While the group is making improvements that will affect all trials, Chabner, as chair of the SRC, has set up a “fast-track” system, whereby the SRC routinely reserves slots on its agenda for high-priority protocols. Each quarter, research programs can earmark one protocol for fast-track review. When the SRC receives a designated high-priority protocol, the committee can slip it into the reserved time slot.
Simplifying and streamlining the process
A major step in streamlining the process is DF/HCC’s recent approval to purchase InfoED, an electronic protocol management system. “InfoED will enable us to track protocols much more efficiently,” says Clark, “and will make all reviews and signoffs far easier, simpler, and faster.” Scheduled for installation over the coming months, InfoED will allow investigators to submit documents electronically and to view the status of their protocols under review. Chabner hopes that InfoED will also provide the data needed to create a “report card,” rating each disease program using such metrics as the number of protocols activated and the rates of accrual. In the meantime, DF/HCC has developed a system of tracking protocols from initial submission to activation. “We know where every protocol is, when we send it to pharmacy, when we send it to the SRC, and when the investigator responds to an issue raised by the SRC,” says Michele Russell-Einhorn, director of the Office for the Protection of Research Subjects. The office has also recently launched FileShare, so that SRC and IRB members can access protocols online, thus decreasing costs and time to review.

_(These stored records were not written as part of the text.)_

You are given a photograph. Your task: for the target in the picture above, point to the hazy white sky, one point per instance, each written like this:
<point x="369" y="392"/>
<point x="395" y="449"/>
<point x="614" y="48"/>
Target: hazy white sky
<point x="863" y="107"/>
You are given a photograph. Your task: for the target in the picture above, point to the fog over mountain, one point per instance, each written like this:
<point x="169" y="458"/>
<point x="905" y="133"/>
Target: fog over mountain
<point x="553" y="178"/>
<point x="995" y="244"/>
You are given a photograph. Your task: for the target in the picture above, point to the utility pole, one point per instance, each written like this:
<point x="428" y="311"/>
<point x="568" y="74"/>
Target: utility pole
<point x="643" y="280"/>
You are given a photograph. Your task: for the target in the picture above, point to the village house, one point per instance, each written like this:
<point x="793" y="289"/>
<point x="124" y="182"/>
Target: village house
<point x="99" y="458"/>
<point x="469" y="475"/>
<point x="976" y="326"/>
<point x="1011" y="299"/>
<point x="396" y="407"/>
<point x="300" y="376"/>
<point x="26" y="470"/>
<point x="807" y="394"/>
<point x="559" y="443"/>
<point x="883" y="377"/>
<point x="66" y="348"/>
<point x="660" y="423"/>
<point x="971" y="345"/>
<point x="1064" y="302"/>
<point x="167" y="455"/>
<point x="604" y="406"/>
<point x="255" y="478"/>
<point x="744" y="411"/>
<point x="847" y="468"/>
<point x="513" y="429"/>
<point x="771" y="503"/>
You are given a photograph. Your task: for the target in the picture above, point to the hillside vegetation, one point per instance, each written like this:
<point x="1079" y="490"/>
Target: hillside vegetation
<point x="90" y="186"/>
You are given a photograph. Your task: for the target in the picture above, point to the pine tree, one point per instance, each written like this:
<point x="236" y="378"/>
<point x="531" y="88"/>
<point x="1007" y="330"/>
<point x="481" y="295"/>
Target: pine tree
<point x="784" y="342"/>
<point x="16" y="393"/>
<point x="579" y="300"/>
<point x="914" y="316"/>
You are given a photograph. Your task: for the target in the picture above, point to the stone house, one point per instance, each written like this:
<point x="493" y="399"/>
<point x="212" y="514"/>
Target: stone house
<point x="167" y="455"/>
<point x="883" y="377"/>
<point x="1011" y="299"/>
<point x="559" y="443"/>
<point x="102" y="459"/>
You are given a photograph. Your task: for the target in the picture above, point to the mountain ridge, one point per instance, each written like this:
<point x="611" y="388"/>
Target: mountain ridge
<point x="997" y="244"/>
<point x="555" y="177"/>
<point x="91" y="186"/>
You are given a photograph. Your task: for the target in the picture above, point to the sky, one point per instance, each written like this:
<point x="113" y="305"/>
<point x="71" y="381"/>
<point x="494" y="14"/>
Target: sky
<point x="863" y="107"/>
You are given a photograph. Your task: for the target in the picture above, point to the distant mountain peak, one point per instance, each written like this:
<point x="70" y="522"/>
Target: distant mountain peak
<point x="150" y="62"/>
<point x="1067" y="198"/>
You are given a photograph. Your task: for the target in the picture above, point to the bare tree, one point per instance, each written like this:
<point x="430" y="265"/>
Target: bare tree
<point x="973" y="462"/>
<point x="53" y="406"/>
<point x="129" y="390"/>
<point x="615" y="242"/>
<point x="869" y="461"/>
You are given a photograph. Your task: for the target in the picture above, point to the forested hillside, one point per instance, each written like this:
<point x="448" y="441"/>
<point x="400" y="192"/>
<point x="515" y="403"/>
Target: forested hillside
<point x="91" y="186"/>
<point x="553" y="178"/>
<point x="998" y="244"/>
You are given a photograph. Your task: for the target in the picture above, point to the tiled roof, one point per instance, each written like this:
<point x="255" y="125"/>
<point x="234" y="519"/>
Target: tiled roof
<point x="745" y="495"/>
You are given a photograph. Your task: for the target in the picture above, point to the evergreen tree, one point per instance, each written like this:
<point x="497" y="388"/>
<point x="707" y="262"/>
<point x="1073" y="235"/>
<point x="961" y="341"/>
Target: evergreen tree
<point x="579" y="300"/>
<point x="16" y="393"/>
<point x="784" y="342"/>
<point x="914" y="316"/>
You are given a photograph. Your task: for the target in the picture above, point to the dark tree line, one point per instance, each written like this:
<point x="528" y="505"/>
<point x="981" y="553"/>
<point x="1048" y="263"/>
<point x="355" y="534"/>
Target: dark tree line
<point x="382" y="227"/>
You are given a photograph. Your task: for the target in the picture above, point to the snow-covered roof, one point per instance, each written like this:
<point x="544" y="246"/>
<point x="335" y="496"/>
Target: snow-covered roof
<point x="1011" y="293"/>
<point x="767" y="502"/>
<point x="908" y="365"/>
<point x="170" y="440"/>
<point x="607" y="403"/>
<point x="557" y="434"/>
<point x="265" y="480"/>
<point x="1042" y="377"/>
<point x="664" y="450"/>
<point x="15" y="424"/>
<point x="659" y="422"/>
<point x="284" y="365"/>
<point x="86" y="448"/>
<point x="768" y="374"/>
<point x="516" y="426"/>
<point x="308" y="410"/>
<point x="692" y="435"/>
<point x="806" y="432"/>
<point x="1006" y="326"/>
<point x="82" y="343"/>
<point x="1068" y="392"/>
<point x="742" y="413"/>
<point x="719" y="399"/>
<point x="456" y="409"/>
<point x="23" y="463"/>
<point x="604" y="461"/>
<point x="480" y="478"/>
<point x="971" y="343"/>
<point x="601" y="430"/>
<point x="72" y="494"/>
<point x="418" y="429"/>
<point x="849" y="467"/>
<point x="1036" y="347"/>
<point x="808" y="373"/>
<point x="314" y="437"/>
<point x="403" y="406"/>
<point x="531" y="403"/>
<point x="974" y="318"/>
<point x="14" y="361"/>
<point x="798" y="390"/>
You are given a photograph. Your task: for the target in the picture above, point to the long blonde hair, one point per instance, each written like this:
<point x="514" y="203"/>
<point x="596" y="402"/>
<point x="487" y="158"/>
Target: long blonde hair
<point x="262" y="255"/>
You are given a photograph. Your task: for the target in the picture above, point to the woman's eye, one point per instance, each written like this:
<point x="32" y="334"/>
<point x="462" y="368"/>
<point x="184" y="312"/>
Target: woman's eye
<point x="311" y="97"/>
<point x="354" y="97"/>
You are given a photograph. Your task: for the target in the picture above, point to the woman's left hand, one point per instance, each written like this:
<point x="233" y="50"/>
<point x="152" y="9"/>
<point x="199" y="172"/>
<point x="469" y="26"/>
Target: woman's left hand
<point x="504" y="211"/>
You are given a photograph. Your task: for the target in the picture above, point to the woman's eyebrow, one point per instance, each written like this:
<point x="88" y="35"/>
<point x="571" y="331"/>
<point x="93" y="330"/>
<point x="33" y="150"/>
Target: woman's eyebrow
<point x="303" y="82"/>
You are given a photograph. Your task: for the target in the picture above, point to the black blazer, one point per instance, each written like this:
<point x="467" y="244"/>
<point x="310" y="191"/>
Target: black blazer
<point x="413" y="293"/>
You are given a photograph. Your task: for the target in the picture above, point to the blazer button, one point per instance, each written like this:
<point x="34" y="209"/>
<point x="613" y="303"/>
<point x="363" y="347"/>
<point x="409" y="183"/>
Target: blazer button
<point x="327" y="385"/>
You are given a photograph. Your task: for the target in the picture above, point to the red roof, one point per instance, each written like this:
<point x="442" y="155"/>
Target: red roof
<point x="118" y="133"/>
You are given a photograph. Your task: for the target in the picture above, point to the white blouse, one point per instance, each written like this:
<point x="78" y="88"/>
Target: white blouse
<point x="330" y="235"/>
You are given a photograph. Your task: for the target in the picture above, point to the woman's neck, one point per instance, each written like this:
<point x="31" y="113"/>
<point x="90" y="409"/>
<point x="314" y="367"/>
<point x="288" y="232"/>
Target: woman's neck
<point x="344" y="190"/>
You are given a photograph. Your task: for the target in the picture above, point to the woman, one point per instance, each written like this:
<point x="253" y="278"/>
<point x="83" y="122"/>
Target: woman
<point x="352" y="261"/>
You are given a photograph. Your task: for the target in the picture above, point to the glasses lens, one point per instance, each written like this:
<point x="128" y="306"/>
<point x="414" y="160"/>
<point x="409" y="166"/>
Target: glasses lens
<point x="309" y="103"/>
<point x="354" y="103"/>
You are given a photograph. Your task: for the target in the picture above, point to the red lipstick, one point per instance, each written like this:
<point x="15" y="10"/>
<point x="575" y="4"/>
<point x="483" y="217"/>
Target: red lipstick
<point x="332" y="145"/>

Another measure to accelerate the process is the addition of a second review committee, or SRC2, to deal exclusively with cooperative-group and industry-sponsored multi-center trials, initiated outside of DF/HCC. “These trials cannot be modified in the same way that DF/HCC investigator-initiated trials can as a result of SRC review,” explains Lowell Schnipper, MD, who, with Clark, will serve as co-chair of SRC2. This second committee will provide more time each month for scientific reviews overall and help quicken the review of externally developed trials through a single committee, notes Clark. At the same time, it will allow SRC1 to focus greater attention on investigator-initiated trials, a priority of DF/HCC.
Calling all investigators
The need for a second review committee underscores the need for more faculty to participate in the scientific and ethical review processes, says Chabner. “The success of the system depends on having enough highly qualified investigators and staff engaged in sharing the responsibility,” he explains. “In return for the benefit of participating in the DF/HCC clinical trials, all investigators must become involved by serving on the SRC and IRB.” At the same time, service on a review committee offers its own reward, adds Clark. “Learning how to design and conduct the best possible clinical trials is an invaluable part of the education process for all DF/HCC investigators.”